Said Chakravarty: “Our State government wants industry, the CITU also wants industry. . . . There is no clash of interest here. . . . And like the State government, we don’t want to send the wrong signals to investors.” He charged: “All these so-called differences between the government and the CITU are a creation of a section of the media.”

The corporate media responded to the September 2005 one-day strike with venomous denunciations of the Stalinists for disrupting production and fanning discontent. On this occasion their response has been much more restrained, for they recognize that the Left Front leaders are committed to sustaining the UPA in power, whatever their bluster.

Communist Party of India (CPI) leader Gurudas Dasgupta told the Lok Sabha, the lower house of Indian parliament, on the day of the strike: “You have enjoyed the support of the Left, while completely ignoring our views. This cannot go on for long.” Speaking in the Rajya Sabha, the upper house, CPI (M) leader Sitaram Yechury “warned” the UPA against not heeding the workers’ demands.

But the Left Front leaders have made such statements repeatedly during the past two and a half years, only to then turn around and tell workers that the UPA must be sustained in office as the only way to prevent the BJP’s return to power.

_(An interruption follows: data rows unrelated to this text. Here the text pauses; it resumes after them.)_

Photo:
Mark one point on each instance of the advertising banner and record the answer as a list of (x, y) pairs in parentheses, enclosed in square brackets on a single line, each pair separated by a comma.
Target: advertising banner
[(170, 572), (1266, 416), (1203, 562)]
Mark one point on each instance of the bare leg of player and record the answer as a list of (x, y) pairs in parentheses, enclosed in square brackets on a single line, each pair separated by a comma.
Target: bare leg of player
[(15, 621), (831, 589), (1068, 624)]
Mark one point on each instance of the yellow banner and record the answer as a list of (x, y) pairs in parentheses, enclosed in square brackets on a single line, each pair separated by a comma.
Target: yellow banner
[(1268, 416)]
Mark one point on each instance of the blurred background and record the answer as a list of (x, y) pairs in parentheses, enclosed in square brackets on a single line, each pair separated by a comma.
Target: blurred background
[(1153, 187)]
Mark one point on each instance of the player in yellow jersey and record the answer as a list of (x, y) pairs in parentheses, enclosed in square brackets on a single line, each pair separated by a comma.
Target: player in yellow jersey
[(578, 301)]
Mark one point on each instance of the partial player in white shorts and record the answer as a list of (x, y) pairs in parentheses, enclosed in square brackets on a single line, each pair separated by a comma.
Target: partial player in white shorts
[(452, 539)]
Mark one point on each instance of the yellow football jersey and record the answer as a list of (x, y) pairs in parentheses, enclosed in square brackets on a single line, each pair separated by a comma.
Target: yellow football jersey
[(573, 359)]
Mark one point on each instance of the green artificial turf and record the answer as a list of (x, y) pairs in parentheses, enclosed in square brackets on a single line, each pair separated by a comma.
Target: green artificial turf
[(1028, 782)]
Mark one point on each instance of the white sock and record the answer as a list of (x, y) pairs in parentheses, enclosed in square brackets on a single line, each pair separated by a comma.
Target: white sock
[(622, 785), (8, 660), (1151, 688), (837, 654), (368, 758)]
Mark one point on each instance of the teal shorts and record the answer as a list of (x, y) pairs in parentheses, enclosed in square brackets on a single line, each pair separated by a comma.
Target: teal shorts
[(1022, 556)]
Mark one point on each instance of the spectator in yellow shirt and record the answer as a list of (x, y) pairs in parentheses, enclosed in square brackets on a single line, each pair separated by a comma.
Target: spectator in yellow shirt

WSWS correspondents spoke to several workers in Chennai on day of the strike.

S. Nadan, 45, works at the Carriage Works of the Indian Railway. His union All India Railway Federation did not participate in the strike. “We are not striking we are only demonstrating in support of our raft of 16 demands. The railway minister is talking of raising the profits of the railways to an all-time record of 210 billion [rupees] while there are more than 100,000 vacancies to be filled. They have not paid us the interim allowance which the government promised they will pay within one month when we called off our strike in February demanding the implementation of the Sixth Pay Commission’s recommendations.”

P. Kamalakkannan, 52, also from Carriage Works, said: “From experience I am saying that the days are over when you can strike and win something. Nowadays you can strike, protest or sit-in dharna [sit-down protest] but nothing can be won. The CPI (M) and CPI, if they are serious about what they are telling us, should tell the government, particularly in the railways where it making huge profits out of our sweat, to agree to our demands immediately or they should withdraw their support.”

K. Loganthan from Loco Works of Indian Railway, said: “Today if you strike they will send you home or the union leaders will get their suitcases and betray us completely. The prices are going up. Our salaries are not enough. We are forced to borrow from moneylenders to whom we have to pay monthly interests of 10 rupees for every 100 rupees. If you don’t pay they catch you by the shirt collar when you come out of the factory gate or will be at your house with their men. This is the situation we are living in. I don’t know how my family is going to face the future.”